Seafaring has, of course, always been a mobile profession with a long heritage, stretching back centuries, of crew serving aboard ships not originating in their local ports or country of birth, ocean-going liners and tramp steamers being obvious examples. On the blog we have looked previously at lascars engaged as foreign labour and subsequently shipwrecked on board ships plying to and from south Asia during the period of British colonial rule: Mahratta I, 1909; the Magdapur, 1939; and the Medina, 1917. The Tangistan is a good example of this phenomenon earlier in the war: when she was lost in 1915 en route from Beni Saf, Algeria, for Middlesbrough, her crew included men from the Indian Merchant Service and Scandinavian sailors.

The international composition of crews working on domestic routes appears to become more marked as the war continued.
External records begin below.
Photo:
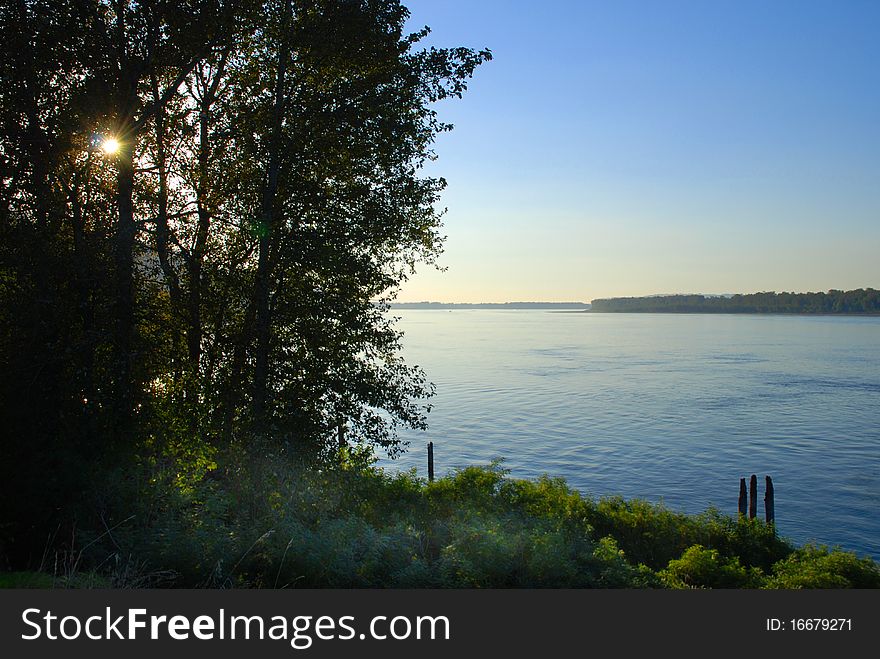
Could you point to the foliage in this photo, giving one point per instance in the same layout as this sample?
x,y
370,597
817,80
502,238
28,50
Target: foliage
x,y
222,278
819,567
699,567
260,520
A primary contributory factor was, of course, the shortage of labour in the merchant marine, as experienced sailors were recruited into the Royal Navy, and the high death and injury toll among the crews of ships lost to war causes.  There were other factors, including international agreements (which will be covered in a later post). Undoubtedly, further research among the histories of each individual crew member might well reveal other factors at play: for example, rates of pay and war displacement (shipwreck by war causes and internment of vessels).

In July 1917, another collier, the Empress, would also be sunk in the North Sea with a truly multinational crew on a wholly domestic route, this time delivering coal from the Tyne to Southend-on-Sea. Among the survivors on that occasion were 3 Norwegians; 2 Argentines; 2 Swedes; and one man each representing Denmark, the Netherlands, Portugal, Russia (although at this period crewmen from the Baltic Grand Duchies of Russia were lumped under the ‘catch-all’ label of ‘Russian’ in contemporary sources) and Spain. Among the dead were Swede Peter Anderson [sic], able seaman; Norwegian Olaf Husby, boatswain; and Dutchman Peter van Klanders, fireman.
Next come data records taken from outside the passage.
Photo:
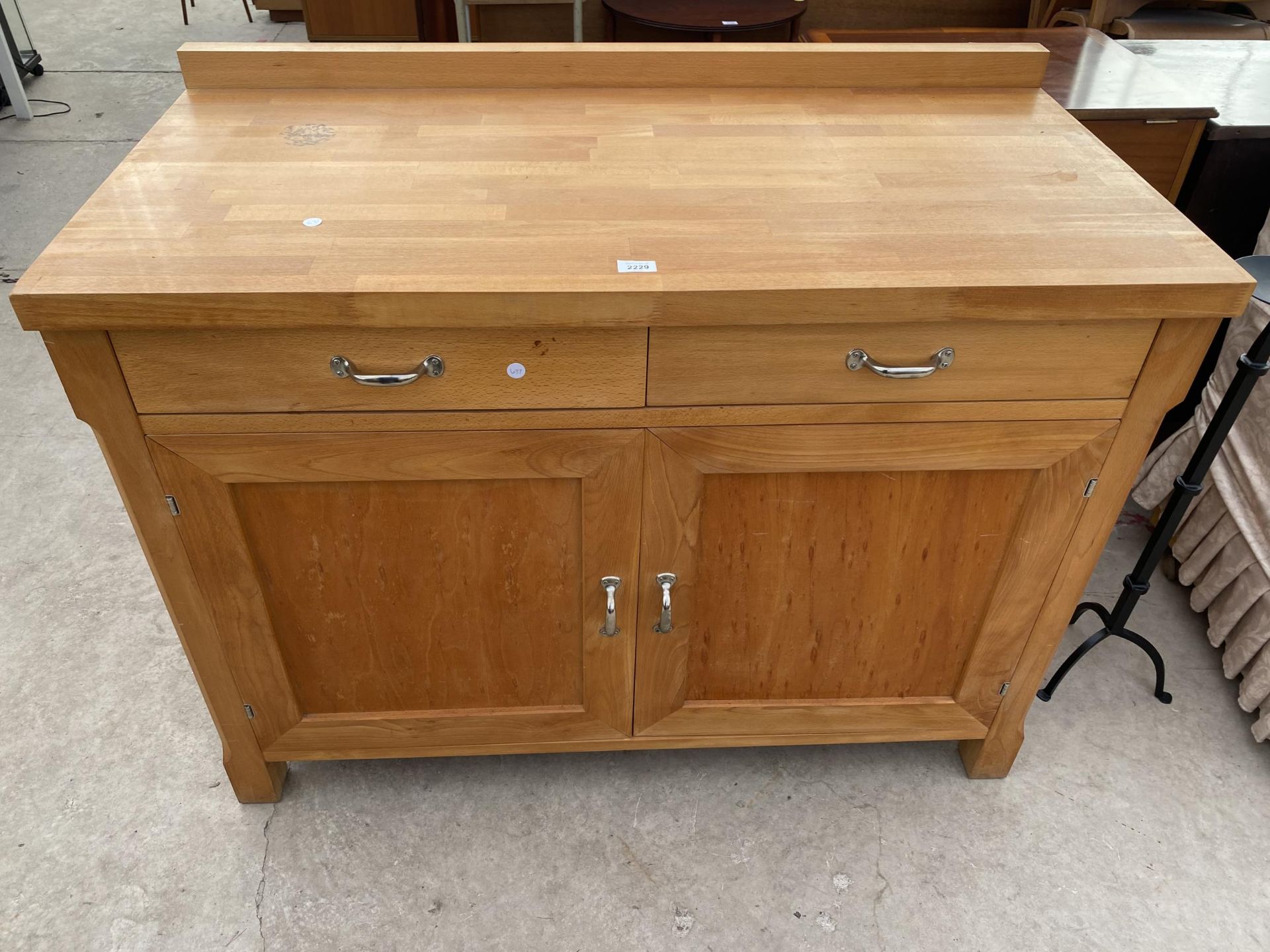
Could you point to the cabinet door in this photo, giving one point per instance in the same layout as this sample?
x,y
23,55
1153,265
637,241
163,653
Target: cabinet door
x,y
855,582
408,593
There is a similar tally on board a larger collier, the Polesley, which lost all but one of her 43 crew when she was torpedoed in 1918. Half came from diverse national and ethnic backgrounds. Some originated from various corners of the contemporary British Empire: three men from Sierra Leone, one man from the Bahamas and another from Nevis; a South African; one man from India; and another from Hong Kong. Others came from countries unconnected to the Empire: there were five Japanese sailors on board, and from Europe two Danes and two Lithuanians, a Norwegian, a Russian, a Spaniard and a Swede lost their lives.

These three specific cases among British colliers, the Sir Francis, the Empress, and the Polesley, shine a light on a hidden, but significant, heritage of multinational and multi-ethnic crew composition on British ships during the First World War.

(All crew details from the Commonwealth War Graves Commission website.)